Mahkemede son sözü sorulan Y.Z.G.'in, "Yakalama kararını kabul etmiyorum. Mahkemeye dışarıdan müdahale üzerine verilen kararın uygunsuz bir iş olduğuna itikat ediyorum. Önce tutuklama kararı verilmedi. Daha sonra tutuklama kararı verilmesinin sebebini anlayamadım. Ben rabbimden korkarım ölünce O'na hesap vereceğim. Sizde hesap vereceksiniz. Sizlerin verdiği kararı bozacak Allah vardır" dediği öğrenildi. İfadesinde Hira Nur Vakfı’nda fahri imam olarak çalıştığını söyleyen Y.Z.G., “Benim kızım olan H.K.G’nin 6 yaşındayken K.İ. ile imam nikahını ben kıymadım. Böyle bir olay olmadı. Kızım 16 yaşındayken söz kesilmişti. Kızım 17 yaşındayken K.İ. ile nişanlandı. Nişandan sonra düğüne yakın bir tarihte Sancaktepe’de ben kızımın ve K.İ.’nin dini merasimle imam nikahı işlemini yaptım. Daha sonra da resmi evlilik yaptılar” dedi.
“BAŞKA ÇOCUKLARLA BİRLİKTE KADİR’İN YANINA GİDİYORDU”
K.İ.’nin 25 yıldan bu yana vakfın talebesi olduğunu söyleyen Y.Z.G. sözlerini şöyle sürdürdü: Şu anda da vakıfta fahri okutman olarak çalışmaktadır. Ben ve K.İ. Diyanet İşleri Başkanlığı’na bağlı personel değiliz. Memur sıfatımız da yoktur. Kızım bana eşinden ayrılmak istediği hakkında bir şey anlatmadı. Kızımın dosyaya verdiği gelinlik şeklindeki giysiyi hafızlığa başladığında ben hediye olarak almıştım. Kolyeyi de ben almıştım. Kızım 6 yaşındayken K.İ.’in herhangi bir evi yoktu. Kızım başka çocuklarla birlikte ve benim kontrolüm altında K.İ.’in yanına gidiyordu. Ancak ağabeyi Muhammet Sıddık da yanında oluyordu.

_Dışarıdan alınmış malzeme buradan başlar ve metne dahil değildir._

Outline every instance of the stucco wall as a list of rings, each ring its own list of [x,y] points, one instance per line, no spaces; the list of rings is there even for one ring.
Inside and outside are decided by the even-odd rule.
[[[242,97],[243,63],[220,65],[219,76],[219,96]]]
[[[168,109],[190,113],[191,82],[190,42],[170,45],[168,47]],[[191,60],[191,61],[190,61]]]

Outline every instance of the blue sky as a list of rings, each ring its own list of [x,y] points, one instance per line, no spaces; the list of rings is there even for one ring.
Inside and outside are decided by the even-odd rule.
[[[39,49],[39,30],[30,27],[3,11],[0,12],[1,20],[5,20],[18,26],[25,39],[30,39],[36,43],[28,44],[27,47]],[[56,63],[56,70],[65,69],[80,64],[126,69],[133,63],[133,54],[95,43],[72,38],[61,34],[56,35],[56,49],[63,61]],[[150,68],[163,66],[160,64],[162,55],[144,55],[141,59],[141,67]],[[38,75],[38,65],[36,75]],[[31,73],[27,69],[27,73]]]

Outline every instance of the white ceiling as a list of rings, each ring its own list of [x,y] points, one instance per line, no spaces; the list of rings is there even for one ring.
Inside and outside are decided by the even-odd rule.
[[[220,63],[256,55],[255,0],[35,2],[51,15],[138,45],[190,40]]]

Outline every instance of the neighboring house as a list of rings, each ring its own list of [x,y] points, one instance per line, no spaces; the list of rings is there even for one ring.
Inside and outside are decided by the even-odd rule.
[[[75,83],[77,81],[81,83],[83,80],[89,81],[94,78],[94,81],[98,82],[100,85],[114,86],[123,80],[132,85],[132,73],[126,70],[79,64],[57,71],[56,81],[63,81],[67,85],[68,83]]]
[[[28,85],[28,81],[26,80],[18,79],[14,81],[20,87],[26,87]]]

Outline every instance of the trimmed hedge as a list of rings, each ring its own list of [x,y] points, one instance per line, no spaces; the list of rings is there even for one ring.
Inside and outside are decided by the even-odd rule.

“PSİKİYATRİ DOKTORUNA GİTTİ”
Suçlamaları kabul etmeyen Y.Z.G., “Kızım bana evden taşınmak istediğine dair bir şey söylemedi. Ancak eşi bana yaklaşık 1-2 ay kadar önce müştekinin farklı adresteki bir eve taşınmak istediğini yanımızdan uzaklaşmak istediğini söyledi. Yaklaşık 4-5 ay önce kızım annesiyle birlikte bir psikiyatri doktoruna gittiğini biliyorum. K.İ. isimli kişi benim talebemdi” dedi.
"KENDİM TESLİM OLDUM"
K.İ.'nin ise, "Mahkemenizin duruşma tarihi ilk olarak Mayıs'a verildi. Sonra Ocak ayına alındı. Bu karardan 2 gün sonra hakkımda yakalama kararı çıkarılması üzerine gidip kendim teslim oldum" diye konuştuğu kaydedildi.

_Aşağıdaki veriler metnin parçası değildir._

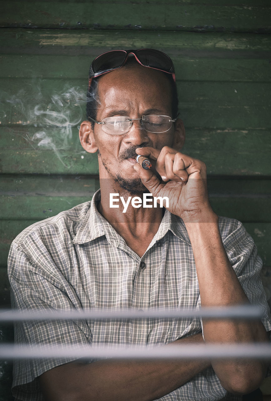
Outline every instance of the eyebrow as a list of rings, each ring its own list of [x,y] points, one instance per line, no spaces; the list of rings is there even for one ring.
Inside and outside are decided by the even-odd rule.
[[[122,114],[122,115],[127,115],[128,114],[127,110],[118,110],[117,109],[110,110],[110,107],[108,107],[108,111],[106,113],[108,117],[116,115],[116,114]],[[148,114],[158,114],[159,115],[163,114],[163,113],[166,112],[165,111],[159,109],[148,109],[143,112],[143,115],[147,115]],[[164,115],[163,114],[163,115]]]

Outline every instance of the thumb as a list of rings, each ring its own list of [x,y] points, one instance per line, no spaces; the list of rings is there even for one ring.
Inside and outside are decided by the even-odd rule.
[[[151,170],[145,170],[139,163],[134,165],[134,169],[138,173],[142,183],[153,194],[156,196],[165,186]]]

ADLİYE ÖNÜNDE DESTEK VE PROTESTO
Anadolu 2. Ağır Ceza Mahkemesinde görülen duruşmaya tutuklu sanıklar K.İ. ve Y.Z.G. cezaevinden getirildi. Duruşmaya yaklaşık 40 İl barosundan avukat ve UCİM Saadet Öğretmen Çocuk İstismarı İle Mücadele Derneği katılma talebinde bulundu. Duruşmanın kalabalık nedeniyle konferans salonunda yapılmasına karar verildi. Duruşma saat 11.35'de başladı.
DESTEK VE PROTESTO İÇİN TOPLANDILAR
Dava öncesi adliye önünde farklı gruplar toplandı. Olayı protesto için eylem yapanların yanı sıra Hiranur Vakfı Üyeleri de adliye önünde geldi. Grup sloganlar atarak tekbir getirdi. Sanıklardan Y.Z.G.'e destek pankartı da açıldı.
Gruplar nedeniyle polis ekipleri geniş güvenlik önlemleri aldı.
YAYIN YASAĞI GETİRİLDİ, SALON BOŞALTILDI
K.İ.'nin avukatı Eyüp Akıncı, "Katılma taleplerinin reddine karar verilmesini talep ediyoruz. Kapalı oturum yapılmasının elzem olduğu ortaya çıktı. İşci Partisi, Sol Parti gibi katılma talepleri dosyayla ilgisizdir. Verdikleri beyanları kendilerine iade ediyoruz" dedi. F.G.'nin avukatı Fatih Atalay, "Bu salonda İslama ve müslümanlara kinini kusmak isteyenleri gördük. Katılma taleplerinin reddini talep ediyoruz" ifadelerini kullandı.
Y.Z.G.'nin avukatları duruşmanın gizli ve kapalı yapılmasını talep etti. Cumhuriyet savcısı katılma taleplerinin bir kısmının kabul edilmesi ve duruşmanın kapalı olarak yapılmasını talep etti. Ara kararını açıklayan mahkeme Aile ve Sosyal Hizmetler Bakanlığı ve müşteki hariç katılma taleplerinin reddine karar verdi. Ayrıca heyet duruşmanın kapalı olarak devam edilmesine, yayın yasağı ve gizlilik kararı getirilmesine hükmetti. Duruşma 16.30’a kadar ara verilirken, salon boşaltıldı.